NEW YORK, Oct. 24, 2013 /PRNewswire/ -- Earlier this month, S&P Capital IQ marked the fifth anniversary of the launch of its holdings-based equity Exchange-Traded Fund (ETF) research product, created to help advisors and their clients more effectively navigate the rapidly expanding universe of ETFs.
At the time the new research product was introduced, there were 433 equity ETFs in the market. By year-end 2008, U.S. exchange-traded products of all types had about $540 billion in assets, according to BlackRock. Less than five years later, total assets had nearly tripled to $1.6 trillion, with S&P Capital IQ providing research on 791 equity ETFs through its MarketScope Advisor® product.
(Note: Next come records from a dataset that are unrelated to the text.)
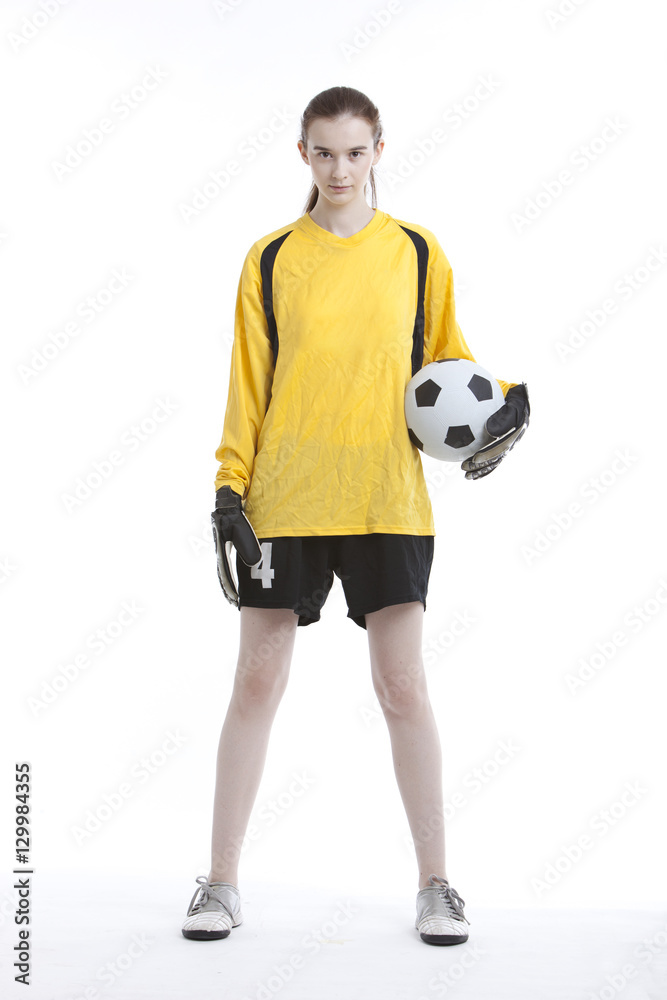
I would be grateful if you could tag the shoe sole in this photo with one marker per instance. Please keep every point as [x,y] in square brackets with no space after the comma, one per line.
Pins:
[205,935]
[443,938]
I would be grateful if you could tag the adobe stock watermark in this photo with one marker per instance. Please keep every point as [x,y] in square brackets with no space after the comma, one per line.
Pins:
[600,824]
[365,34]
[88,309]
[453,118]
[581,158]
[140,772]
[95,136]
[264,818]
[107,975]
[131,440]
[99,641]
[311,943]
[220,179]
[32,24]
[590,492]
[633,621]
[624,289]
[471,784]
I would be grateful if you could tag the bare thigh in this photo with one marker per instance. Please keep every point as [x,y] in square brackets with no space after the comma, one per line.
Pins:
[265,651]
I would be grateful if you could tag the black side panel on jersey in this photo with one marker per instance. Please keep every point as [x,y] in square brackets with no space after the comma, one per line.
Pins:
[266,263]
[421,246]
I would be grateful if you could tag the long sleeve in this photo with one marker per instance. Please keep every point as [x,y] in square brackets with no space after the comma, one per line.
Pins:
[250,379]
[442,334]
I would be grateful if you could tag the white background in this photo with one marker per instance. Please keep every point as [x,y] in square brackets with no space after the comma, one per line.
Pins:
[541,596]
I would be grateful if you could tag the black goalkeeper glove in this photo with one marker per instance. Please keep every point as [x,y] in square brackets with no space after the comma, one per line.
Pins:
[507,425]
[232,527]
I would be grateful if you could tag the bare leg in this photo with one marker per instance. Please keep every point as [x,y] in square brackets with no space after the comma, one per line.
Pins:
[394,640]
[265,656]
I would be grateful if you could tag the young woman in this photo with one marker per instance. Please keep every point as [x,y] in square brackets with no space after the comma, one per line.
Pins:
[335,312]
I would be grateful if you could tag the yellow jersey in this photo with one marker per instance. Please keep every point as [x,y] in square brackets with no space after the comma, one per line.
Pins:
[328,332]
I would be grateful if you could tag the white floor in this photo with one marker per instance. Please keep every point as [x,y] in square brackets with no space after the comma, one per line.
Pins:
[118,937]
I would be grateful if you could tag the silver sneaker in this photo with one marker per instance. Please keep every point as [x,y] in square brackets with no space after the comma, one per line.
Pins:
[440,916]
[214,909]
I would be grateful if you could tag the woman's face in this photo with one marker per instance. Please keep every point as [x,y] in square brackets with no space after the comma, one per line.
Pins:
[340,154]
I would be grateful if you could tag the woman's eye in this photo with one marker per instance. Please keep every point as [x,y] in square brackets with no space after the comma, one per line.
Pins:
[355,152]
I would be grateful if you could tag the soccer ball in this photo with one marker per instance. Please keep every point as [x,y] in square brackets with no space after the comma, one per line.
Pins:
[447,404]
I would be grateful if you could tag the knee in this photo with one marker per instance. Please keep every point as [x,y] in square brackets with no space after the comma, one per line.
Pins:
[403,692]
[260,684]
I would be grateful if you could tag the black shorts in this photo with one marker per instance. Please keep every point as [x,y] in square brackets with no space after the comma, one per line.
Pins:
[376,570]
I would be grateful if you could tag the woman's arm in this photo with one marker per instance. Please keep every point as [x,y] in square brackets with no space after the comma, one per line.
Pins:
[250,379]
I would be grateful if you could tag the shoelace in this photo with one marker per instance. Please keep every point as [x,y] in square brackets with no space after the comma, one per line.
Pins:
[205,892]
[450,897]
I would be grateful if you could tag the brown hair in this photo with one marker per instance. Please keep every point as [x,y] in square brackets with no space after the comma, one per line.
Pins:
[340,102]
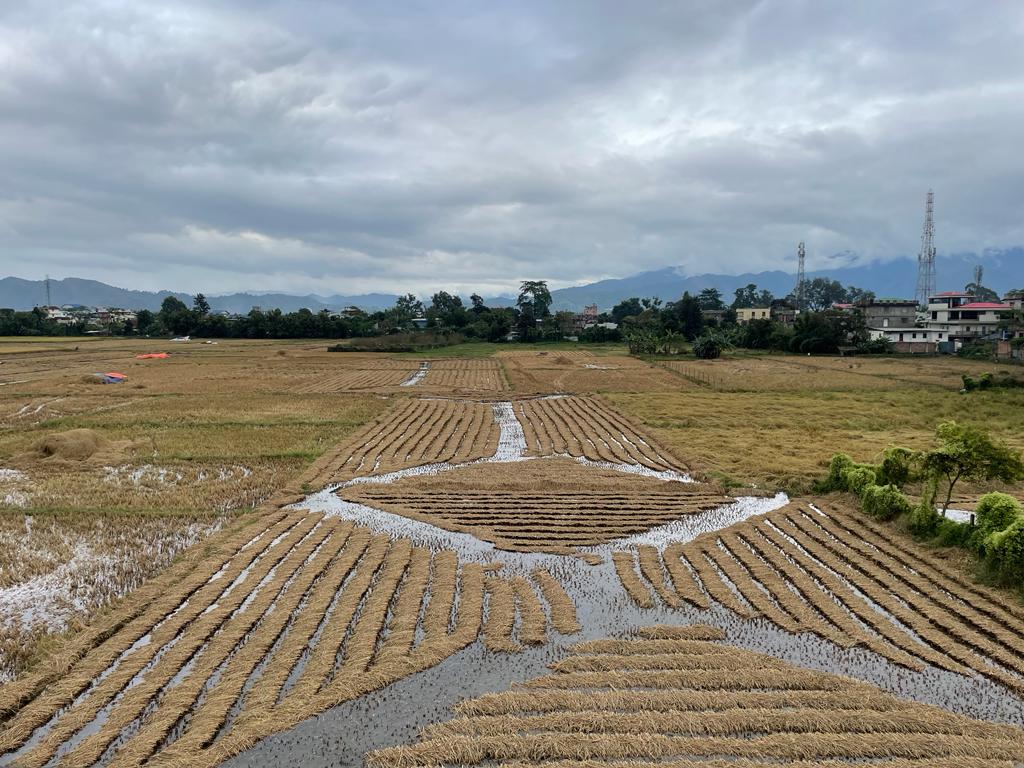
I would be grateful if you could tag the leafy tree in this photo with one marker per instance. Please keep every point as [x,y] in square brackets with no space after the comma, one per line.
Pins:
[968,453]
[175,316]
[535,295]
[823,333]
[711,298]
[446,310]
[707,347]
[144,321]
[749,296]
[980,293]
[821,293]
[626,308]
[757,334]
[684,316]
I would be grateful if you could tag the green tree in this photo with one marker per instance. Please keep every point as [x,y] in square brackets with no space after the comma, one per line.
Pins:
[750,296]
[684,316]
[626,308]
[711,298]
[446,310]
[175,316]
[200,305]
[968,453]
[980,293]
[535,295]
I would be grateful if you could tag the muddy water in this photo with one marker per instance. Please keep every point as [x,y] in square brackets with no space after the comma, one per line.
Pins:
[394,715]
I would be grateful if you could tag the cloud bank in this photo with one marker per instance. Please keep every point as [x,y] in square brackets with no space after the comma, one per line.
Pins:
[303,145]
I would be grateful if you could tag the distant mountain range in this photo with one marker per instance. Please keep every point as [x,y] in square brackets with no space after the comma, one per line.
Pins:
[1004,270]
[25,294]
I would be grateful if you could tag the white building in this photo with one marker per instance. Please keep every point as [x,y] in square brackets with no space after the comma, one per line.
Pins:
[956,317]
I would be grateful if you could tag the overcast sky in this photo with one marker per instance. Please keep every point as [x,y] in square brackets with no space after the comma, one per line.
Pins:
[340,147]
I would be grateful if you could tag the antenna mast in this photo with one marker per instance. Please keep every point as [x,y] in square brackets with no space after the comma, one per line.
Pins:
[926,259]
[801,276]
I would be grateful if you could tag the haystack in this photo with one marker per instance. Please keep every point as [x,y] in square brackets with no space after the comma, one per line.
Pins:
[82,445]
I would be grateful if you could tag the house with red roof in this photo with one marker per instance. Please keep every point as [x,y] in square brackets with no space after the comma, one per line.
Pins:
[955,317]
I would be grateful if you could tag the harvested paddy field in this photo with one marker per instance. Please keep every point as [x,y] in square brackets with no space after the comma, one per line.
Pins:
[395,550]
[585,427]
[676,696]
[783,439]
[290,614]
[553,507]
[542,372]
[414,433]
[464,376]
[844,579]
[751,373]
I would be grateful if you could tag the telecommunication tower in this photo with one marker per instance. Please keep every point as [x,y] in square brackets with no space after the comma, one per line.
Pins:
[926,259]
[801,276]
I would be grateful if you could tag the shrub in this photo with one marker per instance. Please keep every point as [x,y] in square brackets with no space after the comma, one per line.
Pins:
[995,512]
[857,478]
[707,347]
[835,479]
[924,518]
[895,467]
[951,534]
[884,502]
[1005,552]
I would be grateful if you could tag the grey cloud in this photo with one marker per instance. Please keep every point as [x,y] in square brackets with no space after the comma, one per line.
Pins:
[307,145]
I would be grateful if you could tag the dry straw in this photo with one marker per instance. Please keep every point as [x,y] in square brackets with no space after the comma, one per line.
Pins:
[563,615]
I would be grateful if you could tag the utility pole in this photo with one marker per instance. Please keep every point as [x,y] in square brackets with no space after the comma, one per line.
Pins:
[799,292]
[926,259]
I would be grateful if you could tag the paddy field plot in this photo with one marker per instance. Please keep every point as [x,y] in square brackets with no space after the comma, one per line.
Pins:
[290,614]
[832,573]
[554,507]
[560,371]
[393,545]
[676,696]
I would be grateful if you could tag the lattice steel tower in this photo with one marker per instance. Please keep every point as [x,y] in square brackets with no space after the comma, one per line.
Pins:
[799,293]
[926,259]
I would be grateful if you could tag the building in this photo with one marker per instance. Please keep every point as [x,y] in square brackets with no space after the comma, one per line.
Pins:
[957,318]
[909,340]
[586,318]
[745,314]
[895,313]
[783,313]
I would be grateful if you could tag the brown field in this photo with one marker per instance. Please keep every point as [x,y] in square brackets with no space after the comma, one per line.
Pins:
[588,428]
[780,373]
[245,616]
[468,375]
[692,701]
[784,439]
[842,578]
[552,507]
[290,614]
[60,568]
[414,433]
[558,371]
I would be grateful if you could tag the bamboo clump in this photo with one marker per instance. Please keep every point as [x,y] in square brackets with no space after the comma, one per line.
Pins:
[737,715]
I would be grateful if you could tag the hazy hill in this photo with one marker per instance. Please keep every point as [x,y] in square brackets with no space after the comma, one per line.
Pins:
[1004,270]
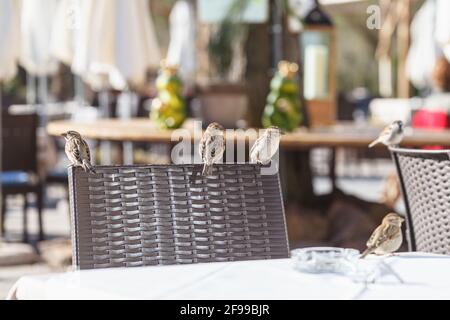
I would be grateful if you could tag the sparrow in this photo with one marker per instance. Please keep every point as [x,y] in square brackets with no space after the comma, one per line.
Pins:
[387,237]
[266,146]
[212,146]
[392,135]
[77,150]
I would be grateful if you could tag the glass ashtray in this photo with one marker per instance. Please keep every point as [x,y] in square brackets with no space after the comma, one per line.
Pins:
[324,259]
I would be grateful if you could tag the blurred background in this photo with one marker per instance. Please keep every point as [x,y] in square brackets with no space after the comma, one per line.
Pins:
[126,73]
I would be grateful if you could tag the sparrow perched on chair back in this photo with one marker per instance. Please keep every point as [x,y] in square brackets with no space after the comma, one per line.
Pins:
[212,146]
[77,150]
[266,146]
[392,135]
[387,237]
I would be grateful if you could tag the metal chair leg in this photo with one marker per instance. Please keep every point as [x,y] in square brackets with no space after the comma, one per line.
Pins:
[40,202]
[25,219]
[2,216]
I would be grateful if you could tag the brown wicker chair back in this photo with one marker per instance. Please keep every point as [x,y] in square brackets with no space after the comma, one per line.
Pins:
[125,216]
[425,181]
[19,147]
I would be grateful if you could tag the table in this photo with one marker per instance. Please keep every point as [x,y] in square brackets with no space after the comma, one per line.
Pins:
[343,134]
[425,277]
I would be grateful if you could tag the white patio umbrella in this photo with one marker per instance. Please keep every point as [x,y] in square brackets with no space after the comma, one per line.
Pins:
[9,53]
[9,35]
[181,50]
[36,28]
[113,45]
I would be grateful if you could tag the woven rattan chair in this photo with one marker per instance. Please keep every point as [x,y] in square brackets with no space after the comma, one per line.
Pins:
[125,216]
[425,181]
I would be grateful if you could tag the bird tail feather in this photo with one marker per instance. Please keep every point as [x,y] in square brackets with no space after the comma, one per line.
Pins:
[88,167]
[366,252]
[373,143]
"When we launched our ETF research we believed that our holdings-based approach offered significant advantages over traditional performance-based research," said Todd Rosenbluth, Director of ETF and Mutual Fund Research at S&P Capital IQ. "This was predicated on our view that advisors and their clients value transparency – they need to know how these funds and their indexes are constructed, risk/ reward traits of the holdings, and cost factors—to understand how an individual ETF might fit into an overall portfolio. As ETFs have proliferated and grown increasingly complex, we are more convinced than ever of the need for transparency and the value of our approach."S&P Capital IQ's ETF reports and thematic research have met with strong interest from the wealth management marketplace since their introduction. The research is widely used by a number of wirehouses and registered investment advisor (RIA) platforms, including S&P Capital IQ's MarketScope Advisor®. S&P Capital IQ employs a quantitative methodology in analyzing equity ETF holdings, drawing on the company's broad-based equity research capabilities that includes global fundamental STARS coverage of over 1,500 stocks. It then assigns an overall recommendation to each ETF: Overweight, Marketweight, or Underweight. S&P Capital IQ's Overweight ranked ETFs are up an annualized 20.7 percent since launching in mid-October 2008 through September 30, 2013, while the S&P 500 ™ Index is up 13.6 percent. ETFs ranked Underweight are up just 4.2 percent. A further benefit of the holdings-based approach is that it allows S&P Capital IQ to assign a rank to newly introduced ETFs without the need to wait for the funds to establish a three-year track record. There are 166 equity ETFs that have launched since October 2010 (with less than a three-year record) and ranked by S&P Capital IQ. Collectively they have over $36 billion in assets. "The ability to rank new ETFs is particularly important in a market that is as fast-changing as ETFs. Many clients are not waiting for an ETF to hit a certain anniversary before investing," Rosenbluth said.